The chairman of the review board, Robert Warren, was quoted as saying
that, "The appeal panel members felt that this would be a very
appropriate educational video for use by teachers and that sort of
thing." And this is where my theory about the teachers' lounge comes
in to play, because I'm pretty sure most teachers don't want to show
their students a pro-marijuana film in which monkeys toke. So they
must be watching it themselves.

Although you could argue that the monkeys inhaling marijuana is just a
more graphic illustration of the "monkey see monkey do" principle,
also known as "If all your friends jumped off a bridge would you go
jump off a bridge, too?" Or maybe the monkeys smoking pot is just a
more accurate portrayal of the "this is your brain on drugs" slogan
that was the centrepiece of the public service announcements that were
so popular a few years back.
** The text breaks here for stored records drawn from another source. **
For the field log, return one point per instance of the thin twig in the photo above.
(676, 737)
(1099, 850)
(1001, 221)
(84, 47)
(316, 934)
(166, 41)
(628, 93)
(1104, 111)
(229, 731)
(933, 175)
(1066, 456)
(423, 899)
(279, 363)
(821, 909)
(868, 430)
You remember, the one with the egg in the
frying pan.

You know, to this day, I'm convinced those ads were produced by law
enforcement officials as a painfully lazy way of catching drug users.
Think about it. All they had to do was run the ad with the frying egg
and then just go and stake out a Denny's, because you know the guys
they're after are watching those commercials and saying, "Oh man. I am
sooo hungry."

Busted.

OVERTURNED BAN

Actually, as far as I could tell reading the newspaper article, it
doesn't appear that any teachers actually requested Grass for classroom
use. That idea seems to have come from the review appeals board itself.
The same appeals board that overturned the ban in under half an hour. I
think it's just a little odd that government bureaucrats are suggesting
pro-marijuana films for classroom use. And now I want to know how many
of them were actually at Woodstock and if any of them remember the
'60s. So I tried calling their office. They were all at Denny's.